Près de 3 ans se sont passés depuis ce que l’on appelle maintenant “le krach de 27”, qui a amené Julien, Sophie et leurs enfants à migrer dans l’est de la France. Ils ont rejoint la famille de son frère, Paul, en Moselle. Plus précisément à Gros-Réderching.
L’été qui a suivi les élections a été très compliqué à vivre. Et encore : ils étaient restés sur Fouras. Paul était rentré plus tôt pour pouvoir diriger le magasin et éviter un pillage complet. Il avait décidé de rationner et de poser des limites. Julien, lui, avait décidé de vendre tout ce qu’il pouvait une fois la crise terminée. Sa fameuse collection avait survécu, leur appartement avait été visité et saccagé, mais pas complètement. Cela avait été un déclencheur : tout ce dont il pouvait se défaire, il le faisait. Il s’était aperçu que ses achats impulsifs étaient au final non seulement inutiles mais aussi problématiques. Moins de place et moins d’argent, voilà ce qu’il y gagnait. Son stock n’en était pas réellement un : il accumulait tout simplement depuis des années avec une volonté de revente proche de la température d’un glaçon.
En parallèle, il s’était fourni en matériel et en vêtements. Ceux-ci étaient de qualité, souvent professionnels, simples et efficaces. Le seul écart qu’il s’autorisait était au niveau des t-shirts. De groupes de musiques, de marques doudous ou à messages ironico-engagés. Rien de bien folichon par rapport à ses achats passés. Il avait également continué à nourrir son (ses) disque(s), constituant ce qu’il avait appelé des mois auparavant “le projet NELiA”.
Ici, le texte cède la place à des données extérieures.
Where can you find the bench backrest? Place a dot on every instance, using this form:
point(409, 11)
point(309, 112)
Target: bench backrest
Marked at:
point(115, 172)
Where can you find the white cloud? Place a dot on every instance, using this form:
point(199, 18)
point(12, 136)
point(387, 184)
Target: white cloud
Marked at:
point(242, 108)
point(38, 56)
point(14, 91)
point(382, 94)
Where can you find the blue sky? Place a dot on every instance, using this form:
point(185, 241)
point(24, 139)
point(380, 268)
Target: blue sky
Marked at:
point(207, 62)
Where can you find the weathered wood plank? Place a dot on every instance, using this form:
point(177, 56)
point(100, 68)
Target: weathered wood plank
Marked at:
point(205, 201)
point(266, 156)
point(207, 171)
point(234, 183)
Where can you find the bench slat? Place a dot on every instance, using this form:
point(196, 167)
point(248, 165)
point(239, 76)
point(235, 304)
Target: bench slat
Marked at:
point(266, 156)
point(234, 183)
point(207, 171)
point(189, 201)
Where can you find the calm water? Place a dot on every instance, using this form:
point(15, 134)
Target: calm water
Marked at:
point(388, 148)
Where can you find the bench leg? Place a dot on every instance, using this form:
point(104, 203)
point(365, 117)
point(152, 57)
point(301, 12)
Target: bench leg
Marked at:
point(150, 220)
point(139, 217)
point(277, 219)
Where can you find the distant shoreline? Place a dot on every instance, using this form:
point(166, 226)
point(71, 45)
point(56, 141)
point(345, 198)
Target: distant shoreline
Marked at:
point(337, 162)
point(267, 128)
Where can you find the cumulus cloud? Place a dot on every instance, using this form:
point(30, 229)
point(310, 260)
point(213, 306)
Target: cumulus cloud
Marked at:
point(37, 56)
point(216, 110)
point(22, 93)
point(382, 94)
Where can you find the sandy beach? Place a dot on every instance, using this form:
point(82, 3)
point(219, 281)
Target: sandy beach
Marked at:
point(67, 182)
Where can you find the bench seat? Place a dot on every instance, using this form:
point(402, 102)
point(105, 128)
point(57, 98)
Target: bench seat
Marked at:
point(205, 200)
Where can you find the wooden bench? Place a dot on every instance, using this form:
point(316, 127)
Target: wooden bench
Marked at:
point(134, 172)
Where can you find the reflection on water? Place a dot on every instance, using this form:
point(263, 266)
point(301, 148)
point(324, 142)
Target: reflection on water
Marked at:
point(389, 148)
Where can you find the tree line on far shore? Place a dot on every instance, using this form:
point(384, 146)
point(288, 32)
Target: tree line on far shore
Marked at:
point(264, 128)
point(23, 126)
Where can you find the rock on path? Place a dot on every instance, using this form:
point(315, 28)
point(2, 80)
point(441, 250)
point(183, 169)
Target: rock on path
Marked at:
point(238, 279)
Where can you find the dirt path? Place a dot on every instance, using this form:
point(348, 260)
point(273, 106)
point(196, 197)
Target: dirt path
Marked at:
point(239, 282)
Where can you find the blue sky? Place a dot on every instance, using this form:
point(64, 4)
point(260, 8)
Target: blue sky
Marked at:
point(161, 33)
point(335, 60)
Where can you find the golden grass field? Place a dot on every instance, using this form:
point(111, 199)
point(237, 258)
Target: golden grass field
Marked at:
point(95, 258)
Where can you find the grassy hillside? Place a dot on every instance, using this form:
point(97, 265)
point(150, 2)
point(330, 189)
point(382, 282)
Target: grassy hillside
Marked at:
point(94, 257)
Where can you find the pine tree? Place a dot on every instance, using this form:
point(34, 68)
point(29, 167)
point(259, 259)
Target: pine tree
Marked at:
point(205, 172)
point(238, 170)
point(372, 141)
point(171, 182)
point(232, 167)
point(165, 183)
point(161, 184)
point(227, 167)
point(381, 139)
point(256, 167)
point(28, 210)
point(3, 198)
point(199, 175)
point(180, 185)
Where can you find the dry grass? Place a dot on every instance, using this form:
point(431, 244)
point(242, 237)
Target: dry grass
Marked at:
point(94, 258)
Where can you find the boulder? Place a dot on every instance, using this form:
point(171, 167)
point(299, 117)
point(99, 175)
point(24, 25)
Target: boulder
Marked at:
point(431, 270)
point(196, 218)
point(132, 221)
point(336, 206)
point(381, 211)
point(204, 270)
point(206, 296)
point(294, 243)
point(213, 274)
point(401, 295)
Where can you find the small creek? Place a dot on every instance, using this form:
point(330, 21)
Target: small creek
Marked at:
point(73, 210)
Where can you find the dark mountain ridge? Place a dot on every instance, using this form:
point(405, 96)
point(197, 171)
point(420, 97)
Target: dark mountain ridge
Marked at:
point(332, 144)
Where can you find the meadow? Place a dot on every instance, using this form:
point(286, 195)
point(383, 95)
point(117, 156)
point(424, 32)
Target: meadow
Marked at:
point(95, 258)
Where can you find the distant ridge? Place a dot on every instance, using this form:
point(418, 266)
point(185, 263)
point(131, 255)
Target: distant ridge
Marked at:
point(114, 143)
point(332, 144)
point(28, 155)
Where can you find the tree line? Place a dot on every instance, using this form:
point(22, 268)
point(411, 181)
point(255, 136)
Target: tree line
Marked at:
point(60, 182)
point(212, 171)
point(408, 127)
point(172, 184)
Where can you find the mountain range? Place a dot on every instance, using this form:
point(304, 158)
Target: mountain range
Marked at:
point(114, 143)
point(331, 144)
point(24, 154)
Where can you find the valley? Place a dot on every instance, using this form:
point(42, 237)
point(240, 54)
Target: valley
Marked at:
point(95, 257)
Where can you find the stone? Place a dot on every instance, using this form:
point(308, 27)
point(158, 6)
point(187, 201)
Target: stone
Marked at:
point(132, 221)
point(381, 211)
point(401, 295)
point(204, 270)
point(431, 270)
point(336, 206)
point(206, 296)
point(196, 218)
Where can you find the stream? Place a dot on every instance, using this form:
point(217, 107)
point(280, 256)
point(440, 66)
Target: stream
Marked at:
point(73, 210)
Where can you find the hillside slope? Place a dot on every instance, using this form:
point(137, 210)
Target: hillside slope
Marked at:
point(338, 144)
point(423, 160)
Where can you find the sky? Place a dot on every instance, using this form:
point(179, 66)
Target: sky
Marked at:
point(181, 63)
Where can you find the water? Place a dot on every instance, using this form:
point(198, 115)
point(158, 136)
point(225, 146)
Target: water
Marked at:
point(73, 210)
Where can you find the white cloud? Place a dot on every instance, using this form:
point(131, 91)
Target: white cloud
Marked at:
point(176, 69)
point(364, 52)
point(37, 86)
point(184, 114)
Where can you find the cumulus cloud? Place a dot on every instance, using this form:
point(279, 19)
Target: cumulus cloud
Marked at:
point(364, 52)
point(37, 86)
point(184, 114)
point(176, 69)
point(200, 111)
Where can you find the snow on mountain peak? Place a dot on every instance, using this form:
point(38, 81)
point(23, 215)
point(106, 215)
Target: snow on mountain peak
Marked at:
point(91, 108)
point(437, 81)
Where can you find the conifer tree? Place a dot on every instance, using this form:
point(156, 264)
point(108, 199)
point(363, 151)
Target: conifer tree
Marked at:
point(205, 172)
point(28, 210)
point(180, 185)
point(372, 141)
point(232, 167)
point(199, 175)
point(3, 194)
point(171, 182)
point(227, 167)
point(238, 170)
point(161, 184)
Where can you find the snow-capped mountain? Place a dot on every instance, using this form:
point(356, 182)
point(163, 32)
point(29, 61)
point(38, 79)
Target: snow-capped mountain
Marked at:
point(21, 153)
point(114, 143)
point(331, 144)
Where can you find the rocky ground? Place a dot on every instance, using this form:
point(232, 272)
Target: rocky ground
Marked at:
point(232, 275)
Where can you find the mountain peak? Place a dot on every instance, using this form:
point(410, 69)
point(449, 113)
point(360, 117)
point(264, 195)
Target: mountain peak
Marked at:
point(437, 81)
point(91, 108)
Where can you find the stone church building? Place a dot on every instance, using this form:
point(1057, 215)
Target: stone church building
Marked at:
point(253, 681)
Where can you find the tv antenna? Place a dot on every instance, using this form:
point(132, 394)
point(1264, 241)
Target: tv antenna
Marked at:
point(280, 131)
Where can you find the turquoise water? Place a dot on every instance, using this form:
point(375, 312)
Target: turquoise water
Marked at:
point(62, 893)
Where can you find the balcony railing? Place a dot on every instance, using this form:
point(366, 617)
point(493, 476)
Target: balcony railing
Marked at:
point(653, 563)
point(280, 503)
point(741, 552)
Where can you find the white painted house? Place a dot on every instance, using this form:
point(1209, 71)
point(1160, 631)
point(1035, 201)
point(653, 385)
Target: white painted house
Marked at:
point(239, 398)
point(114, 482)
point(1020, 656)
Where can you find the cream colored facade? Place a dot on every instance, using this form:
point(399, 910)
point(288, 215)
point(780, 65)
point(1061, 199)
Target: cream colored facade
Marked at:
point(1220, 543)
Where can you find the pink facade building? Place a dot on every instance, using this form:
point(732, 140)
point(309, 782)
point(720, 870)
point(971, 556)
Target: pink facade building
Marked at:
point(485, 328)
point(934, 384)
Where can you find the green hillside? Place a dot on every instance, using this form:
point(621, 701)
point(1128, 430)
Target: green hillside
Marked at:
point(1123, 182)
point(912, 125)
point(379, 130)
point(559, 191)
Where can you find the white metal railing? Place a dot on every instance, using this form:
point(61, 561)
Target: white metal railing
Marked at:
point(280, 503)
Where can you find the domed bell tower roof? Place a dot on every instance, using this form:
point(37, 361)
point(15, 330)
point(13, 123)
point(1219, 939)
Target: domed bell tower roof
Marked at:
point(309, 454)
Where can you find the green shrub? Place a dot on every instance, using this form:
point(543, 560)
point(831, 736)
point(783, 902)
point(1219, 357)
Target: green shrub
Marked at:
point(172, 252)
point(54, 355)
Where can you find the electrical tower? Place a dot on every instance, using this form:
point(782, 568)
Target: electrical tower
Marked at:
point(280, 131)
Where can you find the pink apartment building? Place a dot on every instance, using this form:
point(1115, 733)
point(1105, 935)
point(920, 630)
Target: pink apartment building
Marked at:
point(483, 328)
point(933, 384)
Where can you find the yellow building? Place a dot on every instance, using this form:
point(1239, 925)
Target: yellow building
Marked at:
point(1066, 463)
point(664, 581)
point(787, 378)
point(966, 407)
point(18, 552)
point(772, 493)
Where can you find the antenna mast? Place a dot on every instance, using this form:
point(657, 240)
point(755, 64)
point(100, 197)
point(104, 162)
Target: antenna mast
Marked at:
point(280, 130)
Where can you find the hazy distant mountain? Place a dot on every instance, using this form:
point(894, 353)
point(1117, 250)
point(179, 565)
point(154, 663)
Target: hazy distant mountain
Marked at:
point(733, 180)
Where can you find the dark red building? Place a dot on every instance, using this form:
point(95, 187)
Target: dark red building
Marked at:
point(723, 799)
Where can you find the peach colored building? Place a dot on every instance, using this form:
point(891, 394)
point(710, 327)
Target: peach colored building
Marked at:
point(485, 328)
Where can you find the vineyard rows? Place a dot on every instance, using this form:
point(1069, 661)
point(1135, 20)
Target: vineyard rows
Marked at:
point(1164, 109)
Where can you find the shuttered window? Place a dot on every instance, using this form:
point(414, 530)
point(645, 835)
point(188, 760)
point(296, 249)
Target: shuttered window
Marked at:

Enfin, il avait également souscrit aux principes du V. “Sous le signe du V” était un recueil de réflexions et de bonnes pratiques écrites par un certain Valentin Sur. Celui-ci, qui se présentait comme un monsieur tout le monde aussi perdu que 99,5% de la population, avait un ton aussi décalé que le rappeur français Vald. Cette ressemblance était le fruit de nombreux questionnements – et tout autant d’interrogations – à tel point qu’une certaine ambiguïté persistait. Du temps de feu X, le rappeur originaire d’Aulnay-sous-Bois s’était fendu d’un cryptique “Putain mais c’est des réflexions basses hautement intriguantes. Je suis intrigué.”
Et c’est ainsi que par un beau matin de mai, une fois les classes présentielles terminées, Julien, Sophie et les enfants partirent en convoi vers la Moselle. La DC PJ avait acquis la maison mitoyenne à celle de Paul pour le prix de la vente de l’appartement parisien. Ils avaient réussi à vendre l’appartement à un prix correct, légèrement au-dessus du prix du marché. Les évènements de l’année précédente avaient changé la vision du monde pour de nombreuses personnes qui comprenaient que l’avenir n’était plus dans la ville, le travail permanent et dévalorisant. Le capitalisme avait fonctionné, mais l’humain et la société devaient revenir au centre du jeu.